Science Fair Project Encyclopedia
His distillery was the first in the world to use charcoal filtering process. By 1886 the Smirnov factory received the official purveyors to the Imperial Russian court mark. Piotr Smirnov died in 1910 and was succeeded by his son, Vladimir Smirnov. The company flourished and produced more than 4 million cases of vodka per year.
During the October Revolution, the distillery was confiscated and the family had to flee. Vladimir Smirnov re-established the factory in 1920 in Constantinople. Four years later he moved to Lwów and started to sell the vodka under a new, French name "Smirnoff". The new product was a success and by the end of 1930 it was exported to most European countries. An additional distillery was founded in Paris in 1925.
However, the Great Depression made Vladimir Smirnov sell the brand to an American, Rudolph Kunett, in 1934 who moved the company to the USA. Thanks to the successful advertisement campaigns, the American Smirnoff vodka is now one of the best-selling vodkas in the world.

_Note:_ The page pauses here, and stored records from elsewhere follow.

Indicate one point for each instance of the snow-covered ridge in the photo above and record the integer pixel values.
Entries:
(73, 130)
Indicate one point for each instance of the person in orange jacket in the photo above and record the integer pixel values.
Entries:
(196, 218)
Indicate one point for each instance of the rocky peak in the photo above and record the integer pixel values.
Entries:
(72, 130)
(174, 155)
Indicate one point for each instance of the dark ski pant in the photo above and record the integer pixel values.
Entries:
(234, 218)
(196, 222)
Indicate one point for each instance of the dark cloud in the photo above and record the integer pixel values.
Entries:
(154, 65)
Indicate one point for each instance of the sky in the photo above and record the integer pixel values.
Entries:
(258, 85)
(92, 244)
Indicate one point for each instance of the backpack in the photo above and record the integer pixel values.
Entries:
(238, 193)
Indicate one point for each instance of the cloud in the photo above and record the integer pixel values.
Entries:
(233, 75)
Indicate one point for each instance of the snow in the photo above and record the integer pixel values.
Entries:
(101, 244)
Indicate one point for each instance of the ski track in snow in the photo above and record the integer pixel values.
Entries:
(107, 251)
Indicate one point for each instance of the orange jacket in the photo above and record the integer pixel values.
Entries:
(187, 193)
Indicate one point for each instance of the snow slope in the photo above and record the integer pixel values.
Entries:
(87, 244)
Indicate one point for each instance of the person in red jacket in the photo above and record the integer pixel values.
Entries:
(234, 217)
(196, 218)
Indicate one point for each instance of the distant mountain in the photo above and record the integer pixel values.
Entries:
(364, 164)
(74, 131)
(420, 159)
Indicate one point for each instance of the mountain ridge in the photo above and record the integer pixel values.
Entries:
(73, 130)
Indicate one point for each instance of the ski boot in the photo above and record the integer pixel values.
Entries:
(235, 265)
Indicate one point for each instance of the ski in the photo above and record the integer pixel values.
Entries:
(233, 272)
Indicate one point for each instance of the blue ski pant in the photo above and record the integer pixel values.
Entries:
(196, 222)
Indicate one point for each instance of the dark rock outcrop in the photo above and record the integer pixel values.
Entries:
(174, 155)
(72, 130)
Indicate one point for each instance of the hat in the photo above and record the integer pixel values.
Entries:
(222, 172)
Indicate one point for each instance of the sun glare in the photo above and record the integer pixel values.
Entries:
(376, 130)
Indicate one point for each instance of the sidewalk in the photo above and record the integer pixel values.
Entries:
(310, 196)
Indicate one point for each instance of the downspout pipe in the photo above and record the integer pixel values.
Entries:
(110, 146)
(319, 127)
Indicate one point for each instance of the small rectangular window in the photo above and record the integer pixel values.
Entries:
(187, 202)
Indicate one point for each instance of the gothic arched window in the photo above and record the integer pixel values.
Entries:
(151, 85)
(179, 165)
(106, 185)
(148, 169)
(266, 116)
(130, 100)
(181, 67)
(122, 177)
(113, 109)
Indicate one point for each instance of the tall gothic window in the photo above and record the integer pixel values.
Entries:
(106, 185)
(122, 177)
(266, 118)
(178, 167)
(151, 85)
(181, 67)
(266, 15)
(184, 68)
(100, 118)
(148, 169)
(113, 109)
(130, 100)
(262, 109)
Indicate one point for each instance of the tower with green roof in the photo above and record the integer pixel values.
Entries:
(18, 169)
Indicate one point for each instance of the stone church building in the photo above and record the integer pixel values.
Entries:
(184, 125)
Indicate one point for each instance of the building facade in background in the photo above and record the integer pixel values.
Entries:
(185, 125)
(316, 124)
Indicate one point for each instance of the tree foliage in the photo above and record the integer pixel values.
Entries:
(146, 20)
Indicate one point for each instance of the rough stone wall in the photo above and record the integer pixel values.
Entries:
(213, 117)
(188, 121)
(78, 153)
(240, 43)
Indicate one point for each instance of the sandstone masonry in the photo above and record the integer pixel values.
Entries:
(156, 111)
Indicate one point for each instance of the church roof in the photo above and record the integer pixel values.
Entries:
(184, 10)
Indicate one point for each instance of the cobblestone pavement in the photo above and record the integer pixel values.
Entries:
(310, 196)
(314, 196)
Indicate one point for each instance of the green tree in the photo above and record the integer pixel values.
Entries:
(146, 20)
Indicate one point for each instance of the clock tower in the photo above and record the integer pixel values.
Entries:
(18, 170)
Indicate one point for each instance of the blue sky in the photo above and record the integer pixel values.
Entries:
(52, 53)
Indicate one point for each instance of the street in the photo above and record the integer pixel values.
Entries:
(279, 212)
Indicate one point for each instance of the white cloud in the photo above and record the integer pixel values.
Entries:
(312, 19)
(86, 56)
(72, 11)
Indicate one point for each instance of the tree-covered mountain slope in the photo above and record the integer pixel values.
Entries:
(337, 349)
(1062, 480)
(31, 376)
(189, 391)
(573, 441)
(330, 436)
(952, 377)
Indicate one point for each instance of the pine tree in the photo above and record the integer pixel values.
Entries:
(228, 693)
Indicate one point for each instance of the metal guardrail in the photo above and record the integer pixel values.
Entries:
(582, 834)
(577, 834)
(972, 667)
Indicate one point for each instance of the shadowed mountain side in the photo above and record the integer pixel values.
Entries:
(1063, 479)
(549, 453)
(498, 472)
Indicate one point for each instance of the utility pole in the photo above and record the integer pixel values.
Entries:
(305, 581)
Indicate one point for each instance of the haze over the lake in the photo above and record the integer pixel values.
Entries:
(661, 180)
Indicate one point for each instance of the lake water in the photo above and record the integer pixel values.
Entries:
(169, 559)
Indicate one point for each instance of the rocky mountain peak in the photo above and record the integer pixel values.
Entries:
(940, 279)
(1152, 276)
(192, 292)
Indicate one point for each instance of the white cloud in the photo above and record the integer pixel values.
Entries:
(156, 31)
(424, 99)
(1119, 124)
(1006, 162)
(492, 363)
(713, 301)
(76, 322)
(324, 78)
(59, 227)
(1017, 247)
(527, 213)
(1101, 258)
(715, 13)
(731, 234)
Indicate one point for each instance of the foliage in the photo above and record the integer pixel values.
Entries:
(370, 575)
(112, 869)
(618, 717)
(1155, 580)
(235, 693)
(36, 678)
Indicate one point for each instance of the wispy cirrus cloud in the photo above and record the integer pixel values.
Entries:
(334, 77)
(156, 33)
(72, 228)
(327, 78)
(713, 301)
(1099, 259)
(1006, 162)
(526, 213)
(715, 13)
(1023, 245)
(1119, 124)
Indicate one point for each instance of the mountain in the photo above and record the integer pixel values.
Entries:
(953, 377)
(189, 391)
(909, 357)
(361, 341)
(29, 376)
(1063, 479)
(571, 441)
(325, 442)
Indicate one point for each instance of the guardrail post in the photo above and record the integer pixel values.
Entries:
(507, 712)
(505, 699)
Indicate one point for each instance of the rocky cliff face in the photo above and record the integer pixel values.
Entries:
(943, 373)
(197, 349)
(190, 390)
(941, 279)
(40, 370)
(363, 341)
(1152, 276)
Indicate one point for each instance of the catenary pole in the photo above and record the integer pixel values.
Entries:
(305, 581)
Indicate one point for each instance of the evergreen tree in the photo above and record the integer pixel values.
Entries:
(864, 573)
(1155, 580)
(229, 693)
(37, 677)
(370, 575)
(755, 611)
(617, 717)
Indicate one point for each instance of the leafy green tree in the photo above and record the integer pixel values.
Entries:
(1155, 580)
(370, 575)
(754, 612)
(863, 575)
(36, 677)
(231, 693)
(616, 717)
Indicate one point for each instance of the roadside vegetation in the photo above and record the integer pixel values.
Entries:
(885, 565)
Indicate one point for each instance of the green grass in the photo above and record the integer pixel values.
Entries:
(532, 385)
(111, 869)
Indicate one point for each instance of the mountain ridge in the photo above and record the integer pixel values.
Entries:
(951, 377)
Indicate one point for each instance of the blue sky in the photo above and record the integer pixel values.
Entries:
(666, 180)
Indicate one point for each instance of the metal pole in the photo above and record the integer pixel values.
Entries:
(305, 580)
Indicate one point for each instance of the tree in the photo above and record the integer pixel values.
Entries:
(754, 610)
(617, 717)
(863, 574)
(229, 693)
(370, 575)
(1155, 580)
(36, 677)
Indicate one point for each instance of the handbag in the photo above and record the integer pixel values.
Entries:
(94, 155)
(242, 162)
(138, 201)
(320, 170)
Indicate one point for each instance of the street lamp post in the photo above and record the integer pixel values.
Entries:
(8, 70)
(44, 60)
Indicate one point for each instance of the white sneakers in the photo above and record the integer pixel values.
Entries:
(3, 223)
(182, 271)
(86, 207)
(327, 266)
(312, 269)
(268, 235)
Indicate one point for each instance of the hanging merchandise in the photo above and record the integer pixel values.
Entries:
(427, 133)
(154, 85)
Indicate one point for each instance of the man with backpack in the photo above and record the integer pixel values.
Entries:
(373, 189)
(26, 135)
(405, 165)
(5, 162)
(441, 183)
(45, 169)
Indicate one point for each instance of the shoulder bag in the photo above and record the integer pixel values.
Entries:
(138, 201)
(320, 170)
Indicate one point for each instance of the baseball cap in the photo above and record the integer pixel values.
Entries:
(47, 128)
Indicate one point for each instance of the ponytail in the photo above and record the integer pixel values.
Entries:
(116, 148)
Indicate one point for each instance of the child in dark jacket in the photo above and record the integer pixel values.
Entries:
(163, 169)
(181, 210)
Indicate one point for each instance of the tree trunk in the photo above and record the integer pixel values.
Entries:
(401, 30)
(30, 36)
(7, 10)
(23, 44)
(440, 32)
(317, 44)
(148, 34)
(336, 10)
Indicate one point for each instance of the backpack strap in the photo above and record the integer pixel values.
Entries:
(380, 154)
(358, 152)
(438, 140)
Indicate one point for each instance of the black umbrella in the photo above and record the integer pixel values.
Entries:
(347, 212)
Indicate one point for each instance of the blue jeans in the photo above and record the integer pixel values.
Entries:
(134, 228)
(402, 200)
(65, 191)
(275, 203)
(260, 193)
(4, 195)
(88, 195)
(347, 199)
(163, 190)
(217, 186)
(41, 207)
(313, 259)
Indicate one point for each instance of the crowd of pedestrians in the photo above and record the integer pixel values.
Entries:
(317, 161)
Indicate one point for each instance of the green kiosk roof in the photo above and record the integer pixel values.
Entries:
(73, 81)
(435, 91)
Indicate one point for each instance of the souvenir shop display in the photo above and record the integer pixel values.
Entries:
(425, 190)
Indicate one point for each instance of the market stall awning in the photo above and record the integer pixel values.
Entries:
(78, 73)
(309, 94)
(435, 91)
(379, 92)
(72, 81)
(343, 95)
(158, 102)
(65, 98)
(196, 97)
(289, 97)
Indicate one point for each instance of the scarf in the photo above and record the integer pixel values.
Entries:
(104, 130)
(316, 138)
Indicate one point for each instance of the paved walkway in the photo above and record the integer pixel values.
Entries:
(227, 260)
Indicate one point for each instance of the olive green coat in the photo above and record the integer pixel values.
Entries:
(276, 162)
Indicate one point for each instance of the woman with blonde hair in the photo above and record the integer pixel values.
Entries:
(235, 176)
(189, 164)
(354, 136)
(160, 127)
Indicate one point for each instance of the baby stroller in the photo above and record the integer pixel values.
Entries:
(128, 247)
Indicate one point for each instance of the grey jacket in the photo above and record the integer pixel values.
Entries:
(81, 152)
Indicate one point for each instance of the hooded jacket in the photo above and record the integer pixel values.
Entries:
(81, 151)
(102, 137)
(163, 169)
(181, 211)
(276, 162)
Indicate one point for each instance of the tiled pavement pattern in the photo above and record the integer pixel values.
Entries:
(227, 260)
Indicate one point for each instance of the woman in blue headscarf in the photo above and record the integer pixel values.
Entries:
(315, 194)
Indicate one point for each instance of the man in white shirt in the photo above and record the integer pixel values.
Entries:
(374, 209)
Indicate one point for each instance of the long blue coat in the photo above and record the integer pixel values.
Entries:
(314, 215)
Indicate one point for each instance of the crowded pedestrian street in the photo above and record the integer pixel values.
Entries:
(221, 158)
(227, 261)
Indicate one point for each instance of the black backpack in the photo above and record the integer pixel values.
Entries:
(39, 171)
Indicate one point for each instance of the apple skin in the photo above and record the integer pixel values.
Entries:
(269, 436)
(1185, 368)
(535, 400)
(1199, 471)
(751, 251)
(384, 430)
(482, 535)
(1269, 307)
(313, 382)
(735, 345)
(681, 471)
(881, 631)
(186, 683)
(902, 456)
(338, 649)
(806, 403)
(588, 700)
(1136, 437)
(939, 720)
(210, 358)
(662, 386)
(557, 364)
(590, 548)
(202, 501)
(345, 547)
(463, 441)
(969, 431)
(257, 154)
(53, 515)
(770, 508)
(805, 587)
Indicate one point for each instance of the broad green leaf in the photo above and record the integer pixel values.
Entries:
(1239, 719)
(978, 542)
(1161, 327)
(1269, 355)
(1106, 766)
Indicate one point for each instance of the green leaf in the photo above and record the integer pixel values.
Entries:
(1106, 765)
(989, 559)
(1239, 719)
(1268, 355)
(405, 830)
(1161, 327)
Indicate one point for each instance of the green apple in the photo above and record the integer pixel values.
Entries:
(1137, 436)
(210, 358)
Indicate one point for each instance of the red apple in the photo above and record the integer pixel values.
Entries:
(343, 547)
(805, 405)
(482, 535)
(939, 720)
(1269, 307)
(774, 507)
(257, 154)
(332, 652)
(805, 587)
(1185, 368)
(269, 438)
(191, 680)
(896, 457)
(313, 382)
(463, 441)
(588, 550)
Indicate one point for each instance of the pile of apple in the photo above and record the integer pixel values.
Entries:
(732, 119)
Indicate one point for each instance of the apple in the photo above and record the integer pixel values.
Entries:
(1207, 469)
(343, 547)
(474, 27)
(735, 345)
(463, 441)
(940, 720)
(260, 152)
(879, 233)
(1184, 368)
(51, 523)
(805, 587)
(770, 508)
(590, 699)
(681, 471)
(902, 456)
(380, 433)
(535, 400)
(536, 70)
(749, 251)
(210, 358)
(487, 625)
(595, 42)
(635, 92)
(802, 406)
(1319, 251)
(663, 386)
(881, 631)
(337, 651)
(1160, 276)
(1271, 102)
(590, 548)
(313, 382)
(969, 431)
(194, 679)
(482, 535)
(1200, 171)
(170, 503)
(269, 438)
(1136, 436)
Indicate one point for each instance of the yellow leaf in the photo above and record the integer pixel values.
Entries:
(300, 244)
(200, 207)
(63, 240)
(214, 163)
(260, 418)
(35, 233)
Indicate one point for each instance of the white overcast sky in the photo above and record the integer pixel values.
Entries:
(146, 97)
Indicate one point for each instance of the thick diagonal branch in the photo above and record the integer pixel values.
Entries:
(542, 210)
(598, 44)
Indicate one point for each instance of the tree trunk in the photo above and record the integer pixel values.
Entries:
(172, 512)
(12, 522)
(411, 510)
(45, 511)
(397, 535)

In 1990s in Russia one of the Piotr Smirnov offspring started to produce Smirnov' (Смирновъ in Russian) vodka, claiming to be the "The Only Real Smirnov". After number of trials American Smirnoff claimed the trademark back. See "History of Smirnoff Brand" under External Links.
In the late 1990s Smirnoff introduced a series of new products onto the North American market. This included Smirnoff Ice, citrus-flavored malt beverage (7% ABV) which quickly became popular among young people, especially within the club scene (See "Alcopops"). They also introduced a line of new flavored vodkas with the "Twist" moniker appended on the end of the name, including Smirnoff Raspberry Vodka Twist. Other flavors include Green Apple, Vanilla and Mandarin, flavors also closely imitated (or at least sold by) the Swedish vodka company Absolut.